Cherreads

Chapter 11 - "The Dark Sun"

Chapter Eleven 

Sloane 

​I do as he says. I have no choice.or that's what i tell myself. 

​I rest my cheek on the cool, high-thread-count silk of the mattress, mere inches from Vane's hand. The proximity is a different kind of torture. Out on the cliffs, the wind and the adrenaline gave me a shield, but here, in the suffocating silence of his bedroom, there is nowhere to hide. I can feel the heat radiating from his skin. I can hear the steady, calm rhythm of his breathing—a predator at rest.

​He goes back to his typing, his eyes fixed on the glow of the screen, but his free hand reaches out.

​His fingers begin to move through my hair in a slow, hypnotic rhythm. It isn't a caress; it's a claim. It's the way a man might stroke a loyal hound he has just finished breaking. He's testing the leash, feeling the way I tense and then, inevitably, go limp under his touch.

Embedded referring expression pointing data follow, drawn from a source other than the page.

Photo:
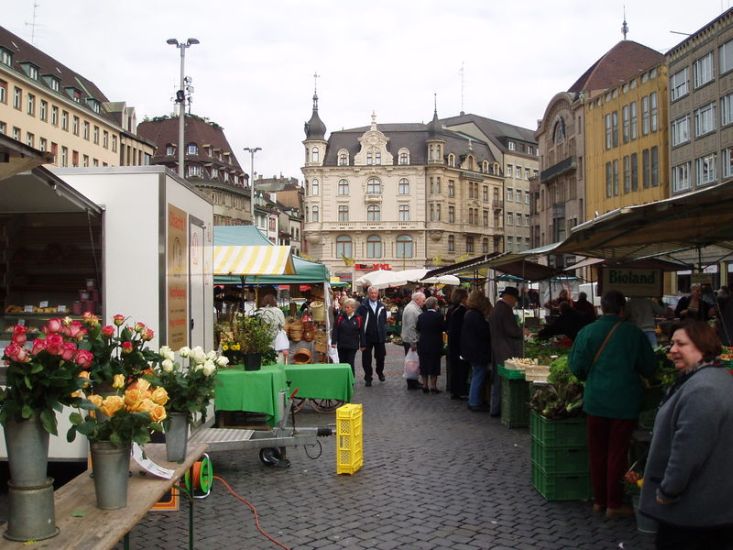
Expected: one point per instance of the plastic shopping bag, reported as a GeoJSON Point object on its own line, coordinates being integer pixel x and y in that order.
{"type": "Point", "coordinates": [412, 366]}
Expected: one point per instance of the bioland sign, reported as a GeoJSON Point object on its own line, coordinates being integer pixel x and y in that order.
{"type": "Point", "coordinates": [632, 282]}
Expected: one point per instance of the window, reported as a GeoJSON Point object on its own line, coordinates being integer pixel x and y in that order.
{"type": "Point", "coordinates": [678, 86]}
{"type": "Point", "coordinates": [702, 70]}
{"type": "Point", "coordinates": [374, 213]}
{"type": "Point", "coordinates": [634, 121]}
{"type": "Point", "coordinates": [404, 246]}
{"type": "Point", "coordinates": [374, 246]}
{"type": "Point", "coordinates": [374, 186]}
{"type": "Point", "coordinates": [681, 130]}
{"type": "Point", "coordinates": [344, 247]}
{"type": "Point", "coordinates": [705, 120]}
{"type": "Point", "coordinates": [705, 169]}
{"type": "Point", "coordinates": [634, 172]}
{"type": "Point", "coordinates": [645, 124]}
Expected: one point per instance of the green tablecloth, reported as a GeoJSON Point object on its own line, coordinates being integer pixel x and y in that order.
{"type": "Point", "coordinates": [252, 391]}
{"type": "Point", "coordinates": [321, 381]}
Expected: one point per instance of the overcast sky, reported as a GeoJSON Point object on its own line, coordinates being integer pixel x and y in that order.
{"type": "Point", "coordinates": [253, 70]}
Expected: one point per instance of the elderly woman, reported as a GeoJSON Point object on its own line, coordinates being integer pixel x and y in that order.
{"type": "Point", "coordinates": [688, 486]}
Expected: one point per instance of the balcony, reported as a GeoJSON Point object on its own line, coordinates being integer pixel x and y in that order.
{"type": "Point", "coordinates": [557, 170]}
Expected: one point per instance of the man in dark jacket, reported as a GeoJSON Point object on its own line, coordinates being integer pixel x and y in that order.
{"type": "Point", "coordinates": [374, 334]}
{"type": "Point", "coordinates": [506, 340]}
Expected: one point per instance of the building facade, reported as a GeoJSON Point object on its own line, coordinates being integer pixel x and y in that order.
{"type": "Point", "coordinates": [398, 196]}
{"type": "Point", "coordinates": [49, 107]}
{"type": "Point", "coordinates": [701, 107]}
{"type": "Point", "coordinates": [210, 164]}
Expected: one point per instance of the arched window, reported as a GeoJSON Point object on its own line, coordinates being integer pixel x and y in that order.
{"type": "Point", "coordinates": [404, 246]}
{"type": "Point", "coordinates": [374, 186]}
{"type": "Point", "coordinates": [374, 213]}
{"type": "Point", "coordinates": [344, 248]}
{"type": "Point", "coordinates": [374, 246]}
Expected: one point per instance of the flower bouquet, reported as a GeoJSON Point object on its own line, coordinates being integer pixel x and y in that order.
{"type": "Point", "coordinates": [189, 388]}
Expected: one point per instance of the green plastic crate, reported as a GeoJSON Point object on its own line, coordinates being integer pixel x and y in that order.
{"type": "Point", "coordinates": [515, 403]}
{"type": "Point", "coordinates": [561, 486]}
{"type": "Point", "coordinates": [568, 432]}
{"type": "Point", "coordinates": [560, 460]}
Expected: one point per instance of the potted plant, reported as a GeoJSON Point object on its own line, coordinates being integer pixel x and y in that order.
{"type": "Point", "coordinates": [189, 388]}
{"type": "Point", "coordinates": [111, 424]}
{"type": "Point", "coordinates": [254, 336]}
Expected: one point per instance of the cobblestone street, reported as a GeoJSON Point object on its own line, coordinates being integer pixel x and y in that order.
{"type": "Point", "coordinates": [435, 476]}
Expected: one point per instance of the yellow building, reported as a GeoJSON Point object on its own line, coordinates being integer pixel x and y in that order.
{"type": "Point", "coordinates": [626, 142]}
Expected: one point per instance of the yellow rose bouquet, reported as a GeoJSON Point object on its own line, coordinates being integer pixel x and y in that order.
{"type": "Point", "coordinates": [128, 415]}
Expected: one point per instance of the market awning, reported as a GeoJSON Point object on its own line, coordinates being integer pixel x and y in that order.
{"type": "Point", "coordinates": [253, 260]}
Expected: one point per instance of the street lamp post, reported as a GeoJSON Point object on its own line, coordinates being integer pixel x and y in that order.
{"type": "Point", "coordinates": [181, 99]}
{"type": "Point", "coordinates": [252, 151]}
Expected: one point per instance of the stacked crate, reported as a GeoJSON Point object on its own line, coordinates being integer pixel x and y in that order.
{"type": "Point", "coordinates": [349, 439]}
{"type": "Point", "coordinates": [560, 469]}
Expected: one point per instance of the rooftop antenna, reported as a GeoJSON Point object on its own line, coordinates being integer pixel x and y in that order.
{"type": "Point", "coordinates": [32, 24]}
{"type": "Point", "coordinates": [624, 27]}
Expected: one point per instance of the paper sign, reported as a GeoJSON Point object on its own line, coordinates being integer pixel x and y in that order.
{"type": "Point", "coordinates": [150, 466]}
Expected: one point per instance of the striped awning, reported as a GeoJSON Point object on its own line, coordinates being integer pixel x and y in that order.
{"type": "Point", "coordinates": [253, 260]}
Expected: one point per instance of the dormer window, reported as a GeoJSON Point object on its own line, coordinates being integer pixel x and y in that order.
{"type": "Point", "coordinates": [6, 58]}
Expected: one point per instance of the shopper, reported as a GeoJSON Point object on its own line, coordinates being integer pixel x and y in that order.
{"type": "Point", "coordinates": [457, 367]}
{"type": "Point", "coordinates": [430, 327]}
{"type": "Point", "coordinates": [687, 481]}
{"type": "Point", "coordinates": [506, 340]}
{"type": "Point", "coordinates": [374, 335]}
{"type": "Point", "coordinates": [346, 333]}
{"type": "Point", "coordinates": [610, 354]}
{"type": "Point", "coordinates": [409, 330]}
{"type": "Point", "coordinates": [476, 346]}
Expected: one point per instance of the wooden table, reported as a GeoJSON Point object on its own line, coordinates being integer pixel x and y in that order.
{"type": "Point", "coordinates": [83, 526]}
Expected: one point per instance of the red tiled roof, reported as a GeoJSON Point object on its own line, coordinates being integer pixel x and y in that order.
{"type": "Point", "coordinates": [163, 131]}
{"type": "Point", "coordinates": [619, 64]}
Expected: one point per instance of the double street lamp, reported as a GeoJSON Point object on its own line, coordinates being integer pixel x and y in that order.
{"type": "Point", "coordinates": [181, 98]}
{"type": "Point", "coordinates": [252, 151]}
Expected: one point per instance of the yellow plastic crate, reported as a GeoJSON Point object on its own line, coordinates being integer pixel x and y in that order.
{"type": "Point", "coordinates": [349, 439]}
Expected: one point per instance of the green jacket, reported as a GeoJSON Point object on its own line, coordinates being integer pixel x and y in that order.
{"type": "Point", "coordinates": [613, 385]}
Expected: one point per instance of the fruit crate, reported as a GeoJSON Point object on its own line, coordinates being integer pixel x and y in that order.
{"type": "Point", "coordinates": [561, 486]}
{"type": "Point", "coordinates": [567, 432]}
{"type": "Point", "coordinates": [349, 439]}
{"type": "Point", "coordinates": [560, 460]}
{"type": "Point", "coordinates": [514, 403]}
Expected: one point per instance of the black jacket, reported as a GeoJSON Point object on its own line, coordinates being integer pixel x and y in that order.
{"type": "Point", "coordinates": [476, 338]}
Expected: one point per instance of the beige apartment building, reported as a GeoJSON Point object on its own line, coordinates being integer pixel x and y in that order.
{"type": "Point", "coordinates": [49, 107]}
{"type": "Point", "coordinates": [701, 107]}
{"type": "Point", "coordinates": [398, 196]}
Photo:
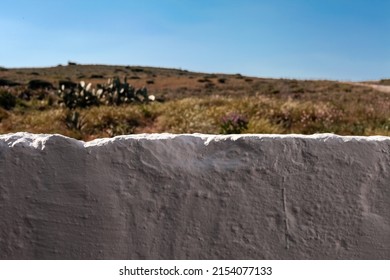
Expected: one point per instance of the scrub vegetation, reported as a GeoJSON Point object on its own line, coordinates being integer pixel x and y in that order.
{"type": "Point", "coordinates": [156, 100]}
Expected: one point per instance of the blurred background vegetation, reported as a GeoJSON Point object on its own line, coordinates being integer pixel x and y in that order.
{"type": "Point", "coordinates": [156, 100]}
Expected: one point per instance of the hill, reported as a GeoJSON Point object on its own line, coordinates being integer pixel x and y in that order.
{"type": "Point", "coordinates": [188, 102]}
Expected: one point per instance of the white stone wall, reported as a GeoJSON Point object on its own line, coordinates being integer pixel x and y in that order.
{"type": "Point", "coordinates": [195, 197]}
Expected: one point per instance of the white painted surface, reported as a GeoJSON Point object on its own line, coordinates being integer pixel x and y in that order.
{"type": "Point", "coordinates": [163, 196]}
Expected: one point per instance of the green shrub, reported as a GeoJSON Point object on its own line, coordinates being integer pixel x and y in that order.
{"type": "Point", "coordinates": [7, 100]}
{"type": "Point", "coordinates": [233, 124]}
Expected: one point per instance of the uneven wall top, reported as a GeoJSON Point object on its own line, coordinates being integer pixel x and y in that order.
{"type": "Point", "coordinates": [165, 196]}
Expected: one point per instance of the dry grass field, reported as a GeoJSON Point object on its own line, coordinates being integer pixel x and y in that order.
{"type": "Point", "coordinates": [188, 102]}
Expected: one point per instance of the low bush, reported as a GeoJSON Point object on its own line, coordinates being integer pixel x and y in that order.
{"type": "Point", "coordinates": [7, 100]}
{"type": "Point", "coordinates": [233, 123]}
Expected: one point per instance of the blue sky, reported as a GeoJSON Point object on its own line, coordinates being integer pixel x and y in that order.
{"type": "Point", "coordinates": [304, 39]}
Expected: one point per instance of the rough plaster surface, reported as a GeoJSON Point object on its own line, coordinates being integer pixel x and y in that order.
{"type": "Point", "coordinates": [195, 197]}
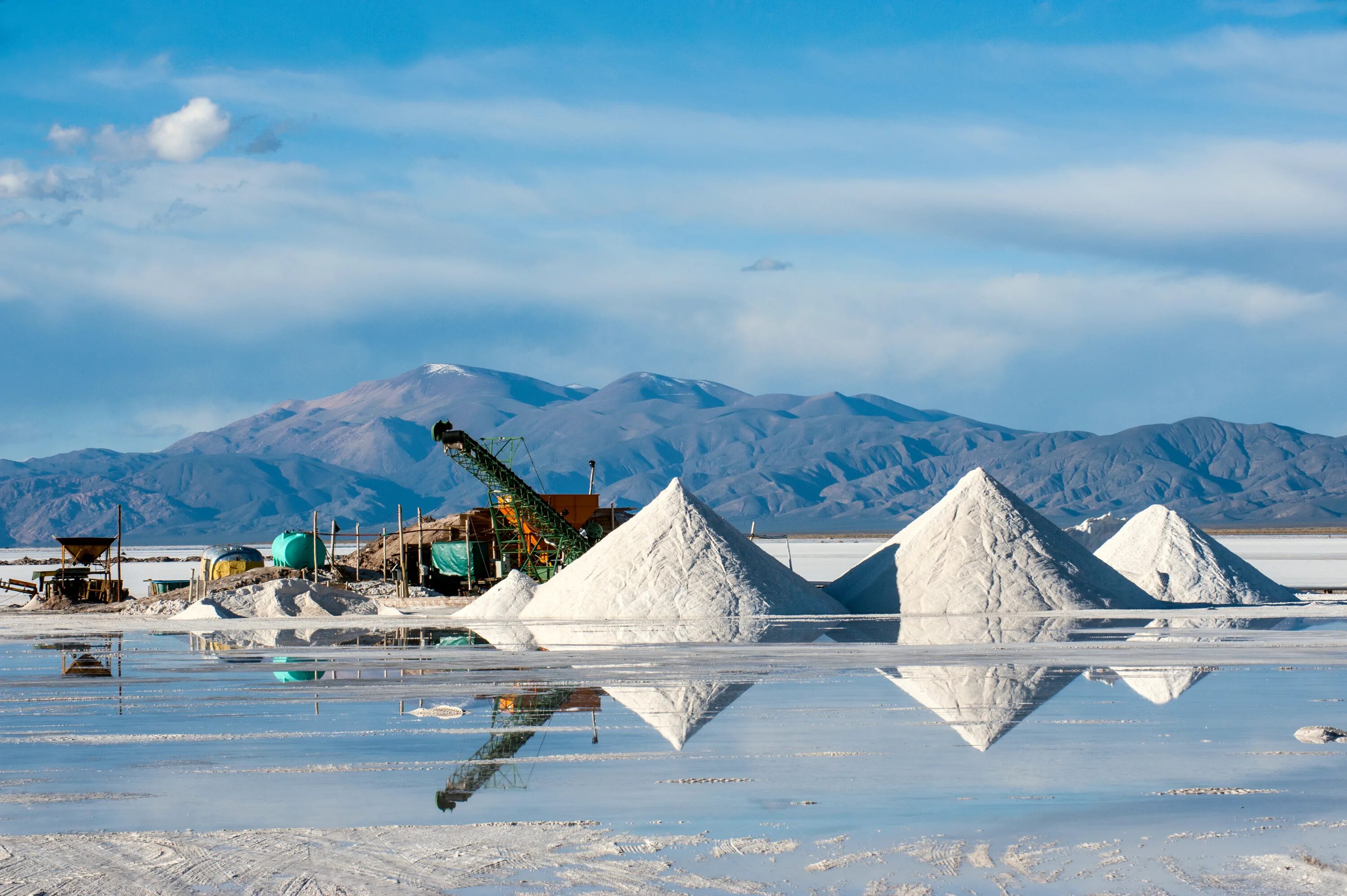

​The worst part—the part that makes me want to scream into the silk—is that it feels good. My body, exhausted and battered by the night, seeks out his warmth like a flower turning to a dark sun. I find myself leaning into his palm, my eyes fluttering closed for a heartbeat before the sheer terror of the "double penalty" forces them open again.

​"Thirty-seven thousand, nine hundred and eighty," I murmur, my voice muffled by the bedsheets, sounding like a ghost's confession. "The Nikkei is dropping. Tokyo is failing."

​"Let it burn," Vane rasps. He doesn't even glance at the screen. His hand moves from my hair to the nape of my neck, his grip tightening just enough to pin me to the edge of his bed. "I'm watching a much more interesting collapse right here."

​The night crawls on. The stars shift outside the window, cold and indifferent to the transaction happening in this room. Above me, the man I hate continues to build his empire with clinical precision. Below him, I continue to lose mine, one inch of pride at a time.

​In the silence of The Monolith, with only the sound of the waves and the rhythmic clicking of keys, the "No Emotion" clause feels like a joke. A lie written in ink that has already washed away.

​I don't just feel an emotion. I feel a catastrophe.